Menanggapi pertanyaan Vlad, Stanga terkekeh dan memalingkan kepalanya.

“Tidak semua kesatria bisa menggunakan aura. Dan…”

“Dan?”

“Bahkan jika mereka bisa menggunakannya, menggunakannya dalam pertempuran sungguhan adalah cerita yang berbeda.”

“Jadi bisakah kau menggunakannya? Atau tidak?”

Stanga mengira Vlad berpura-pura, tetapi dia salah.

Anak itu tulus.

Seorang kesatria. Aura.

Kedua kata itu tertanam dalam mimpi anak itu.

“Ambil semuanya.”

“Apa?”

“Dendengnya.”

Vlad menyerahkan kantong berisi dendeng dengan cepat, kalau-kalau Stanga akan mengatakan sesuatu yang lain.

“Kesatria hanya mengambil imbalan yang adil, nak.”

“Jadi haruskah aku mengambil sebagian?”

Atas kata-kata Vlad, Stanga dengan cepat merebut kantong itu.

“Terkadang kau perlu menyemangati diri.”

Vlad menyaksikan Stanga dengan mata berbinar, dan dia merasakan hatinya berdebar kencang.

Dia benar-benar bisa melihatnya—esensi para kesatria, aura.

Untuk itu, tidak sia-sia mengorbankan dendeng yang dibuat langsung oleh Zipfel.
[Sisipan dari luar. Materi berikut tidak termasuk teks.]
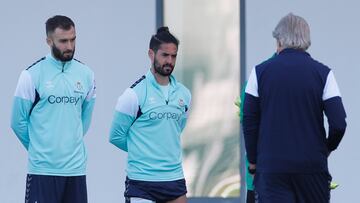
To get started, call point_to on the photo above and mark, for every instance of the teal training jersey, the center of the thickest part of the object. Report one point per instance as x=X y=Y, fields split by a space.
x=51 y=113
x=148 y=127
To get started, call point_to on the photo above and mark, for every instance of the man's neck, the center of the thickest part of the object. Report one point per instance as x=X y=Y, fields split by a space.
x=161 y=80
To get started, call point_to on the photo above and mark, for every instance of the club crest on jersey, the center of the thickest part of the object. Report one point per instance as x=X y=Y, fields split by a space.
x=49 y=84
x=181 y=103
x=78 y=88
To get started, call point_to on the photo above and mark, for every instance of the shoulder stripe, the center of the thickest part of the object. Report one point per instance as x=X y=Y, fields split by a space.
x=79 y=61
x=35 y=63
x=138 y=81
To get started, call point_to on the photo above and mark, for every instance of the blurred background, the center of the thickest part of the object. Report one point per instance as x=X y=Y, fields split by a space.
x=220 y=42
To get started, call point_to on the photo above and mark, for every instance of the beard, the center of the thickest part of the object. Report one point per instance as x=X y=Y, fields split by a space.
x=61 y=55
x=163 y=70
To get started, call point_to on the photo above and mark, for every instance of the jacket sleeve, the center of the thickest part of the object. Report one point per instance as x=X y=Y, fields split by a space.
x=22 y=105
x=126 y=110
x=251 y=117
x=88 y=107
x=187 y=109
x=334 y=111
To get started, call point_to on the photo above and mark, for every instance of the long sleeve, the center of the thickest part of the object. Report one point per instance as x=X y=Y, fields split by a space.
x=22 y=105
x=127 y=108
x=251 y=117
x=334 y=111
x=88 y=107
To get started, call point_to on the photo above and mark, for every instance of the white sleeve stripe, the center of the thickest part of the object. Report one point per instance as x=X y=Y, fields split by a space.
x=128 y=103
x=25 y=88
x=331 y=88
x=252 y=86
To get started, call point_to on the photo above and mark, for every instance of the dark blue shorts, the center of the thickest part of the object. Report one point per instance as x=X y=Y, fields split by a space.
x=292 y=187
x=160 y=191
x=55 y=189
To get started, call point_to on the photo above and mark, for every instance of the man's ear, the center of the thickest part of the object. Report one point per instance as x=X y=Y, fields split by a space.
x=49 y=41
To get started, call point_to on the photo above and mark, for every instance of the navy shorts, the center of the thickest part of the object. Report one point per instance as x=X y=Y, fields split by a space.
x=55 y=189
x=292 y=187
x=159 y=191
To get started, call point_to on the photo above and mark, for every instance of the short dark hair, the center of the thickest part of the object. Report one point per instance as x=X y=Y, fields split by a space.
x=58 y=21
x=162 y=36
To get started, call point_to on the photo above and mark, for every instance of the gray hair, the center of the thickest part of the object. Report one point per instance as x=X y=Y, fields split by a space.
x=293 y=32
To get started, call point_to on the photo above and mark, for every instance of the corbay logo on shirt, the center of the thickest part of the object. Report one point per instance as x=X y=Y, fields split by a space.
x=52 y=99
x=164 y=115
x=79 y=88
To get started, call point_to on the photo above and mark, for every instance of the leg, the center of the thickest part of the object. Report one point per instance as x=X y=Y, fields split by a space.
x=75 y=190
x=42 y=188
x=274 y=188
x=312 y=188
x=181 y=199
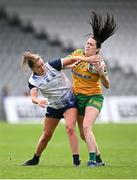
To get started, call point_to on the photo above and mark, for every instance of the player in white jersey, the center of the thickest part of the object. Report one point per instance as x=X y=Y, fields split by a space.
x=54 y=86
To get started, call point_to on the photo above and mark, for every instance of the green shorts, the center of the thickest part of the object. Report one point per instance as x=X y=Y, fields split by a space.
x=89 y=100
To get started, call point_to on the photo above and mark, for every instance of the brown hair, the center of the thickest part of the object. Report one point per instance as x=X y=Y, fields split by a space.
x=29 y=59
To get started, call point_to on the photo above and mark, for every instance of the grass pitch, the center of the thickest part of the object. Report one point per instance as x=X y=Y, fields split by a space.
x=117 y=142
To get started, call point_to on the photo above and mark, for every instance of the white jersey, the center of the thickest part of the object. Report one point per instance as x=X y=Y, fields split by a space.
x=54 y=85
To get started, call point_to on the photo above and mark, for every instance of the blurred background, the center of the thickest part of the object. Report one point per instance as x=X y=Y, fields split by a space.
x=53 y=29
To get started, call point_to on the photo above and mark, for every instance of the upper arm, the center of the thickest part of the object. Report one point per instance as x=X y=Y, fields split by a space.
x=34 y=92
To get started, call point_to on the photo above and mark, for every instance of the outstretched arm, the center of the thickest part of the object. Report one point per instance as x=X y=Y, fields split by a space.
x=34 y=97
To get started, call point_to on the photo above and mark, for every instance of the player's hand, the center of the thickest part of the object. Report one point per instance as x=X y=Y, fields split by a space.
x=94 y=59
x=43 y=103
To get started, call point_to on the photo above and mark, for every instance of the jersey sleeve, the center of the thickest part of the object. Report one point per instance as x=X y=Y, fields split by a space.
x=56 y=64
x=31 y=86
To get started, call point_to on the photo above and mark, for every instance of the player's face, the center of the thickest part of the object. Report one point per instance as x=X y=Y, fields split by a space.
x=39 y=67
x=90 y=47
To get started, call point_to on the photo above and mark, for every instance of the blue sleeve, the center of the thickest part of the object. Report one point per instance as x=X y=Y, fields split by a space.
x=56 y=64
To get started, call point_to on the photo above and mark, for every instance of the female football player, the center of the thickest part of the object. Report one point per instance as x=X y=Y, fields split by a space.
x=87 y=80
x=53 y=84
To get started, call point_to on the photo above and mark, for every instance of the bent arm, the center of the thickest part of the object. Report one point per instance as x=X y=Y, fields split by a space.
x=105 y=80
x=34 y=95
x=73 y=59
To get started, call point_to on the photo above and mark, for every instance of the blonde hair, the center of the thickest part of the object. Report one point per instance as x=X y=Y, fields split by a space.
x=29 y=60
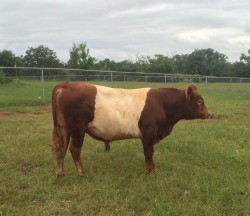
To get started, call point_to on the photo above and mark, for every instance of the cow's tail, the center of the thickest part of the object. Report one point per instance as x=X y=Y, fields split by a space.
x=56 y=138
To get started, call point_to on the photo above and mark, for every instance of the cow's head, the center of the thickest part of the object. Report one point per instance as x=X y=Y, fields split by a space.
x=195 y=106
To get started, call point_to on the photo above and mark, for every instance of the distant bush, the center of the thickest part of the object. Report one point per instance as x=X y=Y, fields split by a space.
x=4 y=79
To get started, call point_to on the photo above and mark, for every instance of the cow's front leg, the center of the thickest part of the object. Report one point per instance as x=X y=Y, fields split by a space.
x=148 y=148
x=60 y=141
x=75 y=149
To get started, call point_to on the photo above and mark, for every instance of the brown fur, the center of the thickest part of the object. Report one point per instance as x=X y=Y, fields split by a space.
x=73 y=106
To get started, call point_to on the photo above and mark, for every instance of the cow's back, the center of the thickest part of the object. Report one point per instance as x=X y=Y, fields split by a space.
x=117 y=112
x=74 y=104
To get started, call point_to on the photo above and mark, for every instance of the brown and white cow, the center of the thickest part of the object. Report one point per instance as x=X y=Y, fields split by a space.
x=109 y=114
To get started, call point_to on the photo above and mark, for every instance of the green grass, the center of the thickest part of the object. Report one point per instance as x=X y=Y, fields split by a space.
x=202 y=167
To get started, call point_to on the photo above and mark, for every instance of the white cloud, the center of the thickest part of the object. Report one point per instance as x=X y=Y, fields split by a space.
x=119 y=29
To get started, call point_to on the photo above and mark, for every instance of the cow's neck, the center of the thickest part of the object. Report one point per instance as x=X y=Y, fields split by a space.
x=174 y=111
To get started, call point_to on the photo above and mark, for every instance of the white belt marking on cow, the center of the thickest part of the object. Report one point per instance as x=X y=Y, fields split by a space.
x=117 y=112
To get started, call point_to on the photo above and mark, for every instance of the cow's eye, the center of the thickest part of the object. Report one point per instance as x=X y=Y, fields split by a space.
x=199 y=102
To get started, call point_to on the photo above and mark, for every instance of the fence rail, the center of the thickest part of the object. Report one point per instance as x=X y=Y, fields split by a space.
x=64 y=74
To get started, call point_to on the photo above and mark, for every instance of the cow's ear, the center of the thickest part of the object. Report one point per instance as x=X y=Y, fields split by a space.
x=190 y=91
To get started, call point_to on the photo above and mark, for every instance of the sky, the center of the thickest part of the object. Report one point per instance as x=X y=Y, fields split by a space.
x=125 y=29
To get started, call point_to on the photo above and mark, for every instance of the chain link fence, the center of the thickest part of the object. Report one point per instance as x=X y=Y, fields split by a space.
x=41 y=77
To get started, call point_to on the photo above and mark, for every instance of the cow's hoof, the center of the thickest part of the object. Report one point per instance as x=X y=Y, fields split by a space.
x=59 y=175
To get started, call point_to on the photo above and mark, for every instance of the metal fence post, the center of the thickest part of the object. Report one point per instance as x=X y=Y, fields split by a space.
x=111 y=77
x=43 y=85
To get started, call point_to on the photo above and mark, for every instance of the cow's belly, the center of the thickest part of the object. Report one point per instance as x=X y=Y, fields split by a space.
x=117 y=112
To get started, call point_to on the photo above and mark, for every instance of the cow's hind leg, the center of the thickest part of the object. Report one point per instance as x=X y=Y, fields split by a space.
x=77 y=138
x=60 y=142
x=107 y=146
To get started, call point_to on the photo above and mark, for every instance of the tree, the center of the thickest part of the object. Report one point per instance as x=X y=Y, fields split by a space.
x=207 y=62
x=41 y=56
x=8 y=59
x=160 y=64
x=106 y=65
x=80 y=57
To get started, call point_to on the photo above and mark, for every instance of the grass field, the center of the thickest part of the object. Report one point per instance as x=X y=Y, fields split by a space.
x=203 y=167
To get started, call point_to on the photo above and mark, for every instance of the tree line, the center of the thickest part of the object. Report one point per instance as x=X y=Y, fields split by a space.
x=206 y=62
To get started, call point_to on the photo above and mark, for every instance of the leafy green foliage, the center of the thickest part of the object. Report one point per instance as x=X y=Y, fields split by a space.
x=80 y=57
x=8 y=59
x=207 y=62
x=202 y=167
x=41 y=56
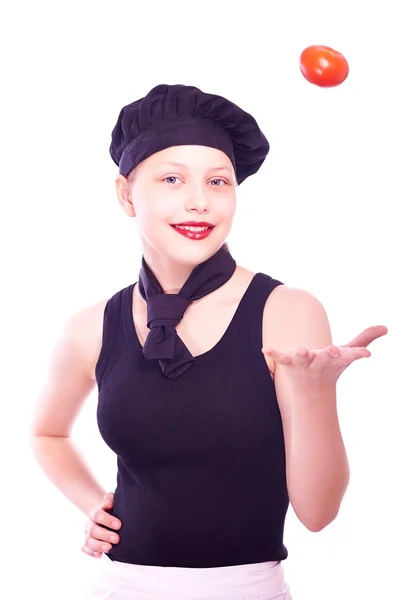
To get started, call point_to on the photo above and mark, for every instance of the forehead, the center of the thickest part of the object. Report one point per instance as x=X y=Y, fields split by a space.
x=190 y=157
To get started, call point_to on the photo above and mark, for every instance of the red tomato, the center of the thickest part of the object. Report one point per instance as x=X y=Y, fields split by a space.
x=323 y=66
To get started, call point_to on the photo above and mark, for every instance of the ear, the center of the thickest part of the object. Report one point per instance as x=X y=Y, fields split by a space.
x=123 y=191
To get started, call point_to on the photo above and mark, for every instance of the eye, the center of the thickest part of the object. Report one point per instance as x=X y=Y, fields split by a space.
x=172 y=179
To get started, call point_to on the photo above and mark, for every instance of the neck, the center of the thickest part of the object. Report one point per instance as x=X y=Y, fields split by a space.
x=170 y=275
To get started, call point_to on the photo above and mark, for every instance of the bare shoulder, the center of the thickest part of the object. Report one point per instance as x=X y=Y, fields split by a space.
x=71 y=372
x=86 y=326
x=293 y=317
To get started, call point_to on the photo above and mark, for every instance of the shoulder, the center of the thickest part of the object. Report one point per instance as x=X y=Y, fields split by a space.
x=293 y=317
x=84 y=329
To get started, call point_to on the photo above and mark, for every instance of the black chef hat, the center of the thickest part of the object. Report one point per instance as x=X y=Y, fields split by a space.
x=175 y=115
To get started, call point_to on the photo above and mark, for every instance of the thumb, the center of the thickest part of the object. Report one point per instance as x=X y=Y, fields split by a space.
x=108 y=500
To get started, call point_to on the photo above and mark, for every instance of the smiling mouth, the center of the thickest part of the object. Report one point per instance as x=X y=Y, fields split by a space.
x=194 y=232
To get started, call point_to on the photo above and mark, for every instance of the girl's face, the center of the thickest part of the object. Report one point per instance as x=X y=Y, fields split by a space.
x=178 y=185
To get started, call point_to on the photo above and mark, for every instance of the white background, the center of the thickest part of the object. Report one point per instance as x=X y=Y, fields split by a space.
x=321 y=215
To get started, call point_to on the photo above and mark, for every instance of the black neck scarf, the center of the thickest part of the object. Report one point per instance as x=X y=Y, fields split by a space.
x=165 y=311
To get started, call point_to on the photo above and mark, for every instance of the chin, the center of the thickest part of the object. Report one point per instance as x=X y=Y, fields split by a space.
x=193 y=253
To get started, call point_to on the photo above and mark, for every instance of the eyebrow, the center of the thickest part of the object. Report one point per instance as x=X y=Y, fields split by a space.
x=181 y=165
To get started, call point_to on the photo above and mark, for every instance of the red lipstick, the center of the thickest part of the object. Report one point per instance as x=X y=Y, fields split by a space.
x=194 y=230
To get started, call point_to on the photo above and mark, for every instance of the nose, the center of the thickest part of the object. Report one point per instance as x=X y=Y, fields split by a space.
x=197 y=201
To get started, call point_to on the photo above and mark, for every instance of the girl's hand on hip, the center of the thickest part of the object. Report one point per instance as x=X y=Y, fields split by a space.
x=99 y=538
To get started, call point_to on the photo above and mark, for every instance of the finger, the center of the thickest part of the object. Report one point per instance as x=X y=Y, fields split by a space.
x=90 y=552
x=103 y=518
x=281 y=357
x=302 y=356
x=367 y=336
x=334 y=351
x=108 y=500
x=353 y=354
x=97 y=545
x=104 y=535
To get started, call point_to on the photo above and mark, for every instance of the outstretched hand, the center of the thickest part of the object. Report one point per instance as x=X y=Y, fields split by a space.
x=325 y=365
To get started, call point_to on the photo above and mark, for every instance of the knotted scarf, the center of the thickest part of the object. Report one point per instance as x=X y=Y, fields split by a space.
x=165 y=311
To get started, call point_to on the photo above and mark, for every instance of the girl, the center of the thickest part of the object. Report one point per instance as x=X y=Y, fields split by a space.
x=216 y=420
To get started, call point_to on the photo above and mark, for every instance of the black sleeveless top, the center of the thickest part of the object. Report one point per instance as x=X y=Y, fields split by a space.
x=201 y=462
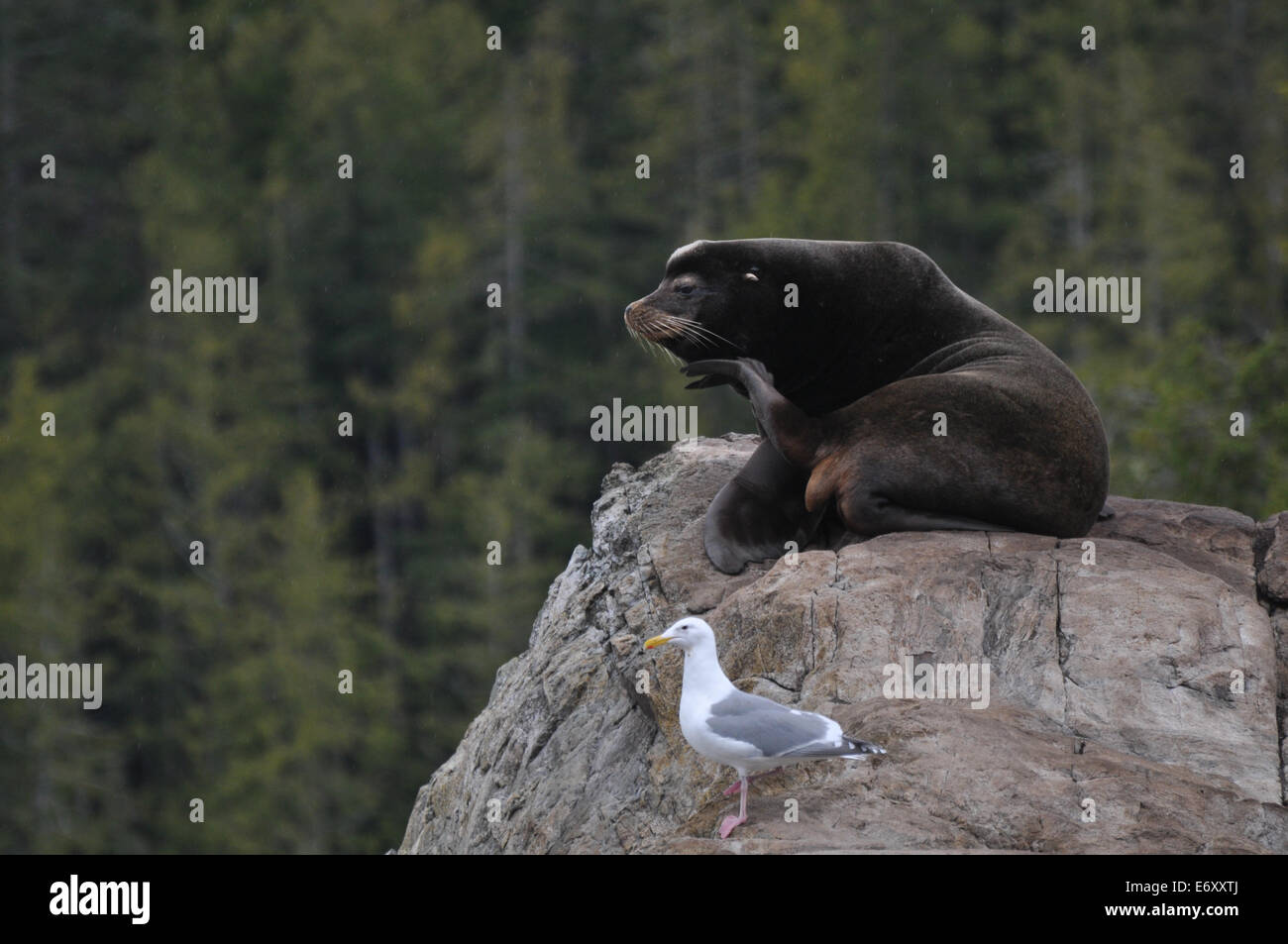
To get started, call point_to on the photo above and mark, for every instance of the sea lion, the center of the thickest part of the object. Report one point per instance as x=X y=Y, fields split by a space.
x=887 y=393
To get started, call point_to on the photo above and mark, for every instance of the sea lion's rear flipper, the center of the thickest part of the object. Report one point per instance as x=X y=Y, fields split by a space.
x=758 y=513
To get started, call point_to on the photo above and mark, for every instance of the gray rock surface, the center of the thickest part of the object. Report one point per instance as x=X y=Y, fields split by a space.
x=1140 y=678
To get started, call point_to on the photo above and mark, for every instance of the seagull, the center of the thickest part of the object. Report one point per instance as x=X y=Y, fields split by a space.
x=746 y=732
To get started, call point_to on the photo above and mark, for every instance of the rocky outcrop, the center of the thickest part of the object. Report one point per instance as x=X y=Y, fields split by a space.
x=1134 y=693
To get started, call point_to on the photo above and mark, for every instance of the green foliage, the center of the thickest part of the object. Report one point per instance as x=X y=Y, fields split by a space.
x=472 y=423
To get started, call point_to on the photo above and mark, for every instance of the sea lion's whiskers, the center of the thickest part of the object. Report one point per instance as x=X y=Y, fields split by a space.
x=702 y=329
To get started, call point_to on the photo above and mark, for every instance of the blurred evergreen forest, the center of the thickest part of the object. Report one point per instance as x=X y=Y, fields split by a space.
x=472 y=423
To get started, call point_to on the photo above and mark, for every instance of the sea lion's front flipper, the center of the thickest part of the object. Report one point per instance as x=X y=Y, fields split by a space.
x=758 y=513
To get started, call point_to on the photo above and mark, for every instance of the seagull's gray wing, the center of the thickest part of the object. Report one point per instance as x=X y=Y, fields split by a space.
x=774 y=729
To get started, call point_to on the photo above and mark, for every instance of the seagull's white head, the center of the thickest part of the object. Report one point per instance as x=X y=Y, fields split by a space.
x=687 y=634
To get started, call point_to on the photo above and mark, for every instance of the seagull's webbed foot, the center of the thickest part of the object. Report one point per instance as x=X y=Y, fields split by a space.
x=729 y=824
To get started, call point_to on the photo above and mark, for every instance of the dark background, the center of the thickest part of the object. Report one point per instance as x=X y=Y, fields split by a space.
x=472 y=424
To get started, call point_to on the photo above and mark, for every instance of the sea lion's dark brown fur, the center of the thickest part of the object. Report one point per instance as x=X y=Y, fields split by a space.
x=846 y=387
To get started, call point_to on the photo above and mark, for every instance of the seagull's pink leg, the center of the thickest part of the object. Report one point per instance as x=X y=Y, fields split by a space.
x=730 y=822
x=737 y=785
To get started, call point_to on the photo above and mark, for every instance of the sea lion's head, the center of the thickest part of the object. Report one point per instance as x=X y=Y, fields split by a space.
x=696 y=312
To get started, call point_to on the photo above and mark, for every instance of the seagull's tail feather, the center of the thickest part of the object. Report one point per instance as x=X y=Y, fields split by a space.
x=859 y=749
x=850 y=749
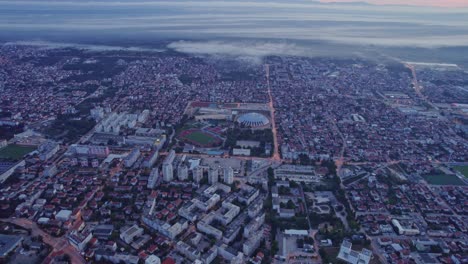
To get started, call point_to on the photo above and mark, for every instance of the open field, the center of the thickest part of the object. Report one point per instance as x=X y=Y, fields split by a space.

Stanga merasa terbebani oleh tatapan berbinar Vlad, dan membersihkan tenggorokannya sebelum berbicara.

“Baiklah, perhatikan baik-baik.”

Vlad menerima dendeng yang sedang dipanggang Stanga dengan mata berbinar.

Stanga menghunus pedangnya dengan kedua tangan kosong.

Pedang yang terawat baik itu keluar dengan lancar dan senyap. Seolah-olah seorang wanita berbudi mengulurkan tangannya dengan malu-malu.

“Mengapa kau menutup mata kirimu?”

“Aku harus mengeluarkan dunianya sendiri dari kedalaman jiwaku.”

Vlad tidak mengerti kata-katanya dan hanya menyaksikan saat Stanga berdiri.

Seorang kesatria berdiri di bawah sinar bulan dengan api unggun di hadapannya. Namun, kehadirannya tidak tersembunyi bahkan di hadapan kedua cahaya ini.

Kesatria Stanga. Dia adalah seseorang yang tahu bagaimana mengeluarkan cahayanya sendiri.

“Lihat. Nak.”

Stanga mulai membisikkan sesuatu pada pedangnya sambil menciumnya.

Itu adalah percakapan dengan pedangnya dan semacam mantera untuk mewujudkan dunianya.

“Wah.”

Saat dia melakukannya, cahaya biru samar mulai berkilau dari pedangnya.

Itu redup dan samar, tetapi tidak diragukan lagi diselimuti cahaya bulan.

Bahkan Vlad, yang tidak tahu apa-apa, bisa mengenalinya.

Itu adalah dunia Stanga, dan itu juga dikenal sebagai aura.

“Sangat keren.”

Sesuatu mulai berkedip di mata biru Vlad saat dia memandang dunia Stanga.